All about the cliffs, on the river front of Cozzens's, are winding paths, some leading through romantic dells and ravines, or along and across a clear mountain stream that goes laughing in pretty cascades down the steep shore to the river. The main road, partly cut like a sloping terrace in the rocks, is picturesque at every turn, but especially near the landing, where pleasant glimpses of the river and its water craft may be seen. Altogether Cozzens's and its surroundings form one of the most attractive places on the Hudson to those who seek health and pleasure.

At Cozzens's Dock we procured a waterman, who took us to several places of interest in the vicinity. The first was Buttermilk Falls, half a mile below, on the same side of the river. Here a small stream comes rushing down the rocks in cascades and foaming rapids, falling more than a hundred feet in the course of as many yards. The chief fall, where the stream plunges into the river, is over a sloping granite rock. It spreads out into a broad sheet of milk-white foam, which suggested its name to the Dutch skippers, and they called it Boter Melck Val--Buttermilk Fall. The stream affords water-power for flour-mills at the brink of the river. The fall is so great, that by a series of overshot water-wheels, arranged at different altitudes, a small quantity of water does marvellous execution. Large vessels come alongside the elevator on the river front, and there discharge cargoes of wheat and take in cargoes of flour.

Rude paths and bridges are so constructed that visitors may view the great fall and the cascades above from many points. The latter have a grand and wild aspect when the stream is brimful, after heavy rains and the melting of snows.

On the rough plain above is the village of Buttermilk Fall, containing over three hundred inhabitants. The country around is exceedingly rough and picturesque, especially in the direction of Fort Montgomery, three or four miles below; while on the brow of the high river bank near, there are some pleasant summer residences. Among these was the dwelling of Mr. Bigelow, then the associate of Mr. Bryant, the poet, in the owner-ship and conduct of the New York Evening Post, but since appointed, first the Secretary of the American Legation at the French Court, in 1861, and afterward Minister Plenipotentiary at the same Court.
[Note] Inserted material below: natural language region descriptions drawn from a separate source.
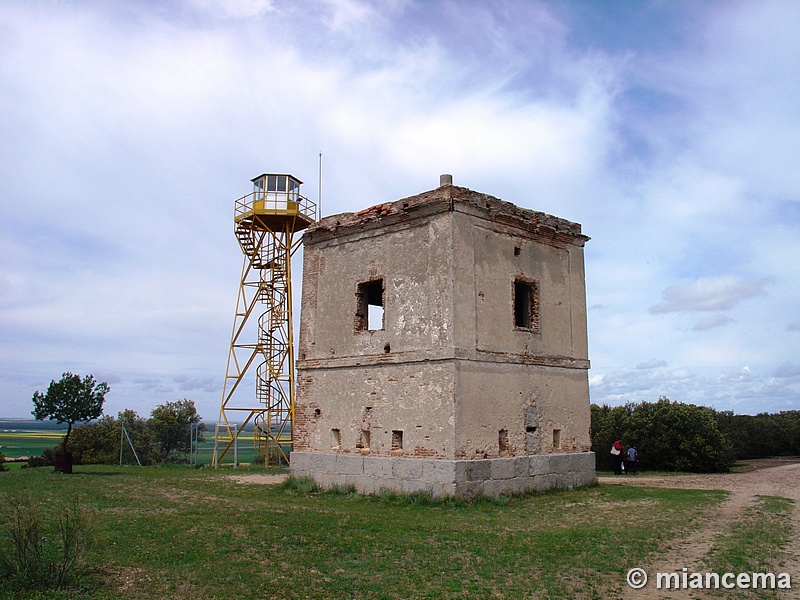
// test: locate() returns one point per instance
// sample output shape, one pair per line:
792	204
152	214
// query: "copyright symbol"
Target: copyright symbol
637	578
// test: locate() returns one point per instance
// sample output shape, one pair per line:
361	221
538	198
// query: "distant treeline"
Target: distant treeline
673	436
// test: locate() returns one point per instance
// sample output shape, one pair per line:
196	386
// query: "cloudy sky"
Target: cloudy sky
669	129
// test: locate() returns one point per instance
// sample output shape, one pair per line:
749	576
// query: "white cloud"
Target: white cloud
711	322
709	294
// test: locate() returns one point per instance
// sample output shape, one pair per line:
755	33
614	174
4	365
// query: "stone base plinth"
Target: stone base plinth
439	477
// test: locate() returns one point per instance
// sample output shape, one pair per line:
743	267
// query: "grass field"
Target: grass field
32	442
179	532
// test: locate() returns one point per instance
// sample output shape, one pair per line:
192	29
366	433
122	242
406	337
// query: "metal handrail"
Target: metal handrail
279	202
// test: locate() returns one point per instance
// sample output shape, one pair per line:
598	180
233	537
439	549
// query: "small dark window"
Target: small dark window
363	440
369	313
526	305
397	440
502	441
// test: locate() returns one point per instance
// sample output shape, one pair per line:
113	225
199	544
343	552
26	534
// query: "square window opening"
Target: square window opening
502	441
370	310
397	440
363	440
526	305
556	438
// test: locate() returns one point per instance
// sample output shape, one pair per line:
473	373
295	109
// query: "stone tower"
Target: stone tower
443	348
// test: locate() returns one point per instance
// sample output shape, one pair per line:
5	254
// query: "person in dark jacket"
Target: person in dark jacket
618	457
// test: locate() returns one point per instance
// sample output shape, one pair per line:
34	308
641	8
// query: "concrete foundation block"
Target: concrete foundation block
348	464
496	487
565	481
539	465
522	466
415	486
561	463
377	466
544	482
501	468
407	468
478	470
439	471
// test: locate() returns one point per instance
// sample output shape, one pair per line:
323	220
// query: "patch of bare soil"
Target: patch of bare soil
765	477
260	479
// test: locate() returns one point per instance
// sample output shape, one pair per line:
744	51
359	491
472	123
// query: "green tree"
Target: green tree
170	424
70	400
672	436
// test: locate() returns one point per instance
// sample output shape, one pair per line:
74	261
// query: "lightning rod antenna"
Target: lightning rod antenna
319	204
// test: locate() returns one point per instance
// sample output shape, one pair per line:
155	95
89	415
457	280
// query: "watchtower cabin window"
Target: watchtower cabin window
276	188
369	313
526	305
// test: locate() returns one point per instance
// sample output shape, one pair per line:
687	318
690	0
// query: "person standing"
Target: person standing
618	457
633	459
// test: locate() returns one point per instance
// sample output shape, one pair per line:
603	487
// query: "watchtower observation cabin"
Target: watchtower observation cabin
265	223
274	203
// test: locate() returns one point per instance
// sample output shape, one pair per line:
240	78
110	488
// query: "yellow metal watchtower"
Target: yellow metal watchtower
265	221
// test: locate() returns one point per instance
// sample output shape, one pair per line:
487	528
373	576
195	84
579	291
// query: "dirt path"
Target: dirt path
770	477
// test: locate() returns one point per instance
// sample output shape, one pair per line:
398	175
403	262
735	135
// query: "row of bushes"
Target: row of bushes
162	438
673	436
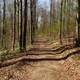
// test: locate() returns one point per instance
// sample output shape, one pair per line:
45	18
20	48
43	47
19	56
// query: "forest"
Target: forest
39	39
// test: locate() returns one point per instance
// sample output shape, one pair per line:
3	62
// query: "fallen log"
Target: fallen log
25	58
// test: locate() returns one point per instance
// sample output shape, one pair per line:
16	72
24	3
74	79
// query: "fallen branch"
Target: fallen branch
25	58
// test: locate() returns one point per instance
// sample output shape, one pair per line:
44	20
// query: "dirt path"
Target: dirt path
42	70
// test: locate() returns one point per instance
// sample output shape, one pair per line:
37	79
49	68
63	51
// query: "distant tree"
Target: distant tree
78	39
33	19
25	24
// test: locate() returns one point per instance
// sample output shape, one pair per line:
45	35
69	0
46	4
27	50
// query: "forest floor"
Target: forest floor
45	63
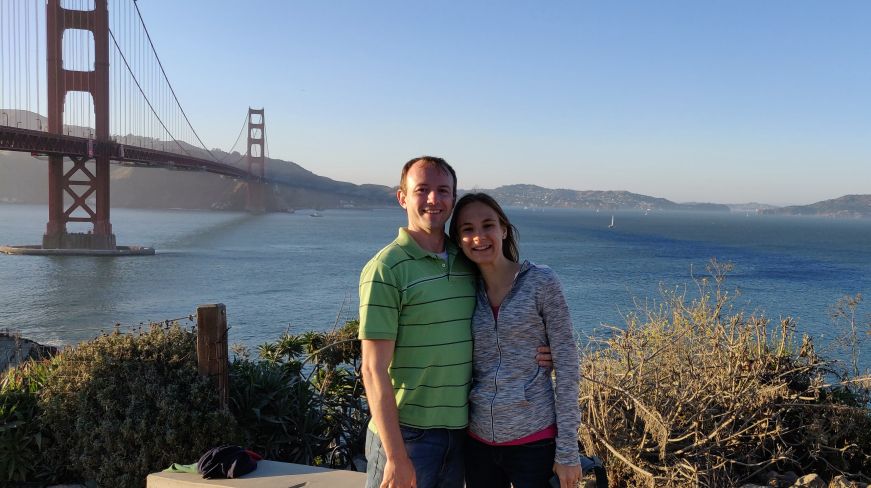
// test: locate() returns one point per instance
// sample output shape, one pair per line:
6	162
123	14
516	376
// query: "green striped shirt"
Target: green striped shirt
425	304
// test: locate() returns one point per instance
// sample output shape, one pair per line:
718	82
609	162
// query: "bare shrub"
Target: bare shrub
692	393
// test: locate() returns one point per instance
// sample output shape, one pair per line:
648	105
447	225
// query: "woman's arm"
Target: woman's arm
566	362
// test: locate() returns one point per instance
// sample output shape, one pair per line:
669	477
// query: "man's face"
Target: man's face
428	197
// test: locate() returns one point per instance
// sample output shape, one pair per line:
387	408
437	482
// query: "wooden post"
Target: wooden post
212	355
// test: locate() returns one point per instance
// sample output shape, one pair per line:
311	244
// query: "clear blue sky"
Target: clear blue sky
729	102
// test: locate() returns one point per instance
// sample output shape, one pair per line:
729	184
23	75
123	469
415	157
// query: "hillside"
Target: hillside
23	179
848	206
536	196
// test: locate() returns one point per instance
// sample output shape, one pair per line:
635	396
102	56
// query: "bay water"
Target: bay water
296	272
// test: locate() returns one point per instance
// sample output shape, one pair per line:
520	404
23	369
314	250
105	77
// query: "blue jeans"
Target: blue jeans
437	456
524	466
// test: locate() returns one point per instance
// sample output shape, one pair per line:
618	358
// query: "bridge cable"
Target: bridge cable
124	58
241	129
148	36
36	29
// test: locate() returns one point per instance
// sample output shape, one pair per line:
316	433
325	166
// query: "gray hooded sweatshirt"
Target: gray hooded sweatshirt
512	397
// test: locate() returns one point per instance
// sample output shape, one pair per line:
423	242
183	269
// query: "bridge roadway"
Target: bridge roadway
28	140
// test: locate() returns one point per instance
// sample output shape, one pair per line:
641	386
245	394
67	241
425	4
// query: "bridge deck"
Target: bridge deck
27	140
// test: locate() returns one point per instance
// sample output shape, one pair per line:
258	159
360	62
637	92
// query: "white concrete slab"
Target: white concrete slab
269	474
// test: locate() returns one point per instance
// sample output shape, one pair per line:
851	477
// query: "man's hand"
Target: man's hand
569	476
543	357
399	473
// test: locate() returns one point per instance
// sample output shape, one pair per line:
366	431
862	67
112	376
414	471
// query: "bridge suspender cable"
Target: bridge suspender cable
124	58
148	36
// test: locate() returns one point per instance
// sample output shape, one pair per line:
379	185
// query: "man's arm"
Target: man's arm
377	355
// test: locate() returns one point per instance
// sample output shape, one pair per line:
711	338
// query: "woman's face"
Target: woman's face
480	233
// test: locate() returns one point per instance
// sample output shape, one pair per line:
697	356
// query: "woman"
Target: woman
521	431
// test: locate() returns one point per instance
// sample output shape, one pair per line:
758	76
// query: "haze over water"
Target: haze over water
278	270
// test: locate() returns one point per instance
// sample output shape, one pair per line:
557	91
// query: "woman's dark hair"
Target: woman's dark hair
509	244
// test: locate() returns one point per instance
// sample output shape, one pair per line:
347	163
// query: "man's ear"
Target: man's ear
400	197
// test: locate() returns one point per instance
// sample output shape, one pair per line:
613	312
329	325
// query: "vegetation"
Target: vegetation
692	393
124	405
121	406
302	401
687	393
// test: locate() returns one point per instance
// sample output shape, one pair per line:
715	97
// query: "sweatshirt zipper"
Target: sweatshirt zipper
495	376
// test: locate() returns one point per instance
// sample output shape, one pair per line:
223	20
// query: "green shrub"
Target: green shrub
21	440
302	401
125	405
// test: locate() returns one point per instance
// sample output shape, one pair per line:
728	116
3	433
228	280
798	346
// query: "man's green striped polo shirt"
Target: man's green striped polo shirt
425	304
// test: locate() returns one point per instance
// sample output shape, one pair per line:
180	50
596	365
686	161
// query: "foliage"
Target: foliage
694	394
302	401
21	440
125	405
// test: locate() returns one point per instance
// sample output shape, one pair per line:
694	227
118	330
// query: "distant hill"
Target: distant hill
24	179
536	196
849	206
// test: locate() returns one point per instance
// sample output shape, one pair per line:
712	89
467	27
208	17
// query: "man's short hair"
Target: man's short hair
428	161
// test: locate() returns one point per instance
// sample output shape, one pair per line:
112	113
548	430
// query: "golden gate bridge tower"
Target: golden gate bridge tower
79	182
149	126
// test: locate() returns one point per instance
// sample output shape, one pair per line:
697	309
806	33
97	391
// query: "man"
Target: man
417	296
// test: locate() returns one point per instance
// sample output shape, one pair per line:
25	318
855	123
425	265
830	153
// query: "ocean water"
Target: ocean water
295	272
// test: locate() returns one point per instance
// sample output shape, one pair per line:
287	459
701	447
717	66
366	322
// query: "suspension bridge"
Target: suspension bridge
82	84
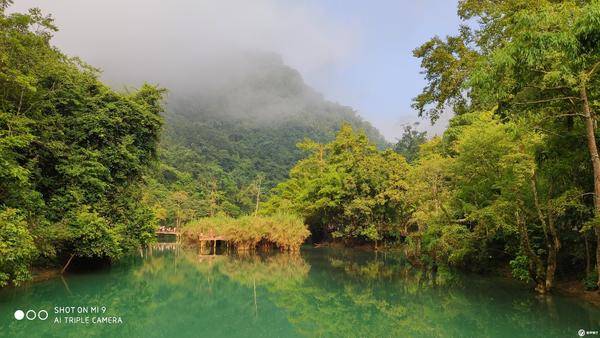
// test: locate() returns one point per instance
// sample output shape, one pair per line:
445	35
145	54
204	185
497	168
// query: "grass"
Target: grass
285	231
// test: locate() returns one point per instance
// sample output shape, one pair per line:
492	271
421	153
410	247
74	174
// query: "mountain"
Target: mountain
240	131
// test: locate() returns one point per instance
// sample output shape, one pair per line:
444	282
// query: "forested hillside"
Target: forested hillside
72	154
224	142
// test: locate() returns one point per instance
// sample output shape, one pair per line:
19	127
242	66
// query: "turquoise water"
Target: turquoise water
175	292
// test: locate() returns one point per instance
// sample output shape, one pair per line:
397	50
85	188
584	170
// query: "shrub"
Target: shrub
17	249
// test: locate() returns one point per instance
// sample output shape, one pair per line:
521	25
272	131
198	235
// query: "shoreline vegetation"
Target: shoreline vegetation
284	231
88	172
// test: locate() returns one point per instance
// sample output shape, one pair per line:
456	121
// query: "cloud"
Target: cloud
181	41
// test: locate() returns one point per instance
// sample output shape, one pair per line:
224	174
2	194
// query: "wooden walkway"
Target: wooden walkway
201	237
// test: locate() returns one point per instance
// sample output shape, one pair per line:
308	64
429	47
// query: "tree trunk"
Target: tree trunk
593	148
67	265
536	269
553	246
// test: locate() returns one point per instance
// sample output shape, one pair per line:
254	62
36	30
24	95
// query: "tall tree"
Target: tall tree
534	59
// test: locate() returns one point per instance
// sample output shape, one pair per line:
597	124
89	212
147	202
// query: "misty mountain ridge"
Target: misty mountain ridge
243	125
263	92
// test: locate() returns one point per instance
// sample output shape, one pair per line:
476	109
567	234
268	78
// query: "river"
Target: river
171	291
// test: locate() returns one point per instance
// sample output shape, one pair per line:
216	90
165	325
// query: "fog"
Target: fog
189	44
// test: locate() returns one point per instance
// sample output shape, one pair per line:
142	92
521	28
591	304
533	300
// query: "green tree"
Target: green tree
537	60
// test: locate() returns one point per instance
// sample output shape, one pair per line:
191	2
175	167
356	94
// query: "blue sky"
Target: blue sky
358	53
382	77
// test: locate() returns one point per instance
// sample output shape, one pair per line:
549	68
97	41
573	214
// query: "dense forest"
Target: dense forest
223	146
514	178
87	171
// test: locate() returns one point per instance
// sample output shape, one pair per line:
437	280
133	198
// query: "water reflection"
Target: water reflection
170	289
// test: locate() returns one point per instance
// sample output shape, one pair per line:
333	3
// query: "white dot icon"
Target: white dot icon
19	314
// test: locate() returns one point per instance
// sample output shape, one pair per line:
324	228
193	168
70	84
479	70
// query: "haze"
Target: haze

Here on the smooth faces of the rocks might be seen a desecration which deserves the severest reprobation. All through the Highlands, on the line of the Hudson River Railway, the same offence met the eye. We refer to the occupation of smooth rocks by great staring letters, announcing the fact that one shopkeeper in New York has "Old London Dock Gin" for sale, and that another sells "Paphian Lotion for beautifying the Hair." We protest, in the name of every person of taste who travels upon the river and the road, against any disfiguring of the picturesque scenery of the Hudson Highlands, by making the out-cropping rocks of the grand old hills play the part of those itinerants who walk the streets of New York with enormous placards on their backs, advertising wares for sale; and the Legislature of the State of New York, which, in 1865, made such disfiguration a penal offence, deserves high praise.

We crossed the river from Buttermilk Fall to the "Beverly Dock," which is interesting only as the place where Arnold, the traitor, entered his barge in which he escaped to the Vulture sloop-of-war, on the morning when he fled from the "Beverly House," the cause of which we have already considered. Here he kept his barge moored, and here he embarked on that flight which severed him for ever from the sympathies of his countrymen--ay, of the world--for those who "accepted the treason, despised the traitor." His six oarsmen on that occasion, unconscious of the nature of the general's errand in such hot haste down the river, had their muscles strengthened by a promised reward of two gallons of rum; and the barge glided with the speed of the wind. They were awakened to a sense of their position only when they were detained on board the Vulture as prisoners, and saw their chief greeted as a friend by the enemies of their country. They were speedily set at liberty, in New York, by Sir Henry Clinton, who scorned Arnold for his meanness and treachery.